BBC-World is saying that about 30% of all email is being generated by the My Doom virus, the most virulent computer virus yet.
Well, I have a couple of three e-mail accounts on Hotmail and Yahoo. I have not gotten any specious messages with unusual attachments. Frankly, I feel sort of left out.
What’s the deal? Are these being intercepted before they get to me or what?
I don’t think they’re being intercepted - the worm did most of its replication before servers were taught to look for that particular variant, so with these things, antivirus tools (whether client or server based) are of limited use. The darn things spread so quickly that it’s impossible to stop them.
I myself have recieved several dozen, maybe 100 or so, of these messages. But my email address is fairly public. Maybe your email address is just not in the address book of anyone dumb enough to open executable email attachments?
What I don’t get is after all this time, why the hell would anyone open attachments like that? I mean, don’t people ever learn?
I’m getting roughly 40 a day. But then, I’ve got 6 websites that I maintain, each with their own email addresses. I just keep my finger poised over the delete button, and make sure my AV is updated daily.
I got four to my work e-mail account overnight, and I anticipate getting a few more today. Considering that during this time of year my work account usually gets maybe one or two e-mails a week… It hasn’t hit any of my personal e-mail accounts though, including the one that’s on the same domain as my work account.
600 unwanted messages yesterday in one mailbox, about 550 are the MyDoom. 95% of all my email is now spam or virus. The number has increased from a typical 300/day last week.
If you aren’t getting any, your ISP may be filtering them out. Also, the MyDoom virus generates an auxiliary list of recipients by concatenating a simple name list like “Bob,” Joe," and “Alice” to a random domain that it has found somewhere. Many of these generated names may not exist at most domains, but unfortunately they are accepted by mine (the original idea was to accept misspelled names rather than lose clients who couldn’t type accurately). This policy is going to have to change soon.
None on my various hotmail or yahoo accounts. Those are getting screened before we see them. I’ve gotten around four on my work email. My boss, who gets all of the mail to the domain not specifically addressed to me has gotten scores of them.
I use Yahoo! mail, and I’ve had a few, but they’re always shunted to my “Bulk” folder, meaning they know it’s spam, at least. I generally just delete stuff in my bulk folder outright anyway. So, it’s under contol, AFAIC.
I have one of those “challenge” email filters, so I never see the email when viruses like this hit the net. I can dig through the filtered-out mail and I do see that I’ve gotten a lot of copies of MyDoom. But, none of them got past the filter.
Those are alternate names for the same worm, also called MiMail. When another version is spotted, anti-virus companies often append “.B” or “.C” as needed, so the Microsoft-targeted variant is called MiMail.B or MyDoom.B (The SCO-targeted version is .A). Sobig got up to .F before it ran its course.
I got maybe twenty of these at my work address between Monday and yesterday. Nothing at all today; I’m on a pretty robust corporate server, so no doubt we’ve adapted. Also nothing on my personal (web-based) accounts.
However, I also got a notice from our internal virus monitor that apparently I had sent out a batch of these. No idea how I got infected; I never open strange attachments (or let them show up in the preview pane) or otherwise engage in non-safe browsing.
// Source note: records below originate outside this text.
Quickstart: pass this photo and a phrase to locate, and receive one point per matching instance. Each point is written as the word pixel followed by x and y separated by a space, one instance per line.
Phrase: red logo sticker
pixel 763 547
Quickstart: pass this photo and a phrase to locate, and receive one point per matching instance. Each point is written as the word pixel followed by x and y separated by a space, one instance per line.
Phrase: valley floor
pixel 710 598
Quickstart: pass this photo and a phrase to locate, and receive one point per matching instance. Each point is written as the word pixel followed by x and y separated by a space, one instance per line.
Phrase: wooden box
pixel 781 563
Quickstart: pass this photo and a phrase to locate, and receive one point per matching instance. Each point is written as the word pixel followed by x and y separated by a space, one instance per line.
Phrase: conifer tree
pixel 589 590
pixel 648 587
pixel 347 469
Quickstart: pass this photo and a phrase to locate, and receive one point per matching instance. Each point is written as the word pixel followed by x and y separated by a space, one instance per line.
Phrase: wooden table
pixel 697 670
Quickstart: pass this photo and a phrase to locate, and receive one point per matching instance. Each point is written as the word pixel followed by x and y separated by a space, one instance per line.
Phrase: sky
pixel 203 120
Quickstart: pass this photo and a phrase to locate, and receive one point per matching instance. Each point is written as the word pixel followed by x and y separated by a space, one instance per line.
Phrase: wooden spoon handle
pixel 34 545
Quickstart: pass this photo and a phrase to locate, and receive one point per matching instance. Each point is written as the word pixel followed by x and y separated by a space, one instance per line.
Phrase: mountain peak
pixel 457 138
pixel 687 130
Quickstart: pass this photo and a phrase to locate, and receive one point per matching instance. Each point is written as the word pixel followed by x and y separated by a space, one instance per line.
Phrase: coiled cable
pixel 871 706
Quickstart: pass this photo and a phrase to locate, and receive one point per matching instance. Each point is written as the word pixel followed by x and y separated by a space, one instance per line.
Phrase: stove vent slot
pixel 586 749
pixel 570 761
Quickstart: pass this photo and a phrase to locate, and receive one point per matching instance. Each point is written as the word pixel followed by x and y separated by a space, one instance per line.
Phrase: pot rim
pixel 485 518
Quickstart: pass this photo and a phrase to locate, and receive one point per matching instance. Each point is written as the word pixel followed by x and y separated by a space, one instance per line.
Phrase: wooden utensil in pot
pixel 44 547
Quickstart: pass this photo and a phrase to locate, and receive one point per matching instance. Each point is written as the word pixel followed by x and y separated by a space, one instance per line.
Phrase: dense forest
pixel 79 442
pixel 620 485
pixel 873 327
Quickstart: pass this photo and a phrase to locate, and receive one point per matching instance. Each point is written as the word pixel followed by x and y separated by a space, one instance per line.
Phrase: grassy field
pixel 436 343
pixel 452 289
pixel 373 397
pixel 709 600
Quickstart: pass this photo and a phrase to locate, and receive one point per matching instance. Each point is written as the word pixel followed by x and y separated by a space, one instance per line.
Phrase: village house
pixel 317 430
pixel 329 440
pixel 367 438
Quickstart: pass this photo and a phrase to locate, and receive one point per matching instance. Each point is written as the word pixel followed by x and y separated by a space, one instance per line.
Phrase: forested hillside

Cybercondoms for me all the way! And yet here I am, apparently, with the clicky-clap.
I started getting inundated with the attachments and bounced emails and realized that my personal-private-super-secret email had been harvested.
It was easy to narrow down who’s computer was the culprit and informed him of what was going on. He cleaned up his computer (after it sent out 3000 emails!) and I haven’t had any naughty mail since.
My ISP has started blocking all the infected emails except the ones with .zip extensions, and I’m getting maybe 40 or 50 of these a day. This worm uses faked return addresses, however, interestingly a couple of them were “from” cecil@chicagoreader.com.
Your ISP had better read the tech description of the MyDoom; ZIP is just one of the several extensions it uses, and a ZIP version is just as deadly as any other if you have an automatic un-ZIPping program installed.
So were you actually infected? Or are you just assuming that you were based on the internal virus monitor? Strangely, filtering programs seem to be abysmally ignorant about header info. They often rely religiously on the more visible data instead of checking the more esoteric, detailed IPs which tell where something REALLY came from. If so, then you are being innocently accused by bad programming.
Cervaise, when one of your “friends” launched the worm program, it did the following:
Dug through your friend’s address books for email addresses.
Figured out where the mail server was.
Randomly picked **your ** email address to use as the “From” field.
Started sending out emails to all the other poor suckers in your friend’s address books.
The problem is, the people writting anti-virus software haven’t addressed the fact that it’s easy to modify the “From” field in an email. So, they send you an email saying that you’re infected with a virus when you really aren’t. At the same time, your friend continues to be an unwitting host for the worm, and he is not being notified. Pretty clever, yes?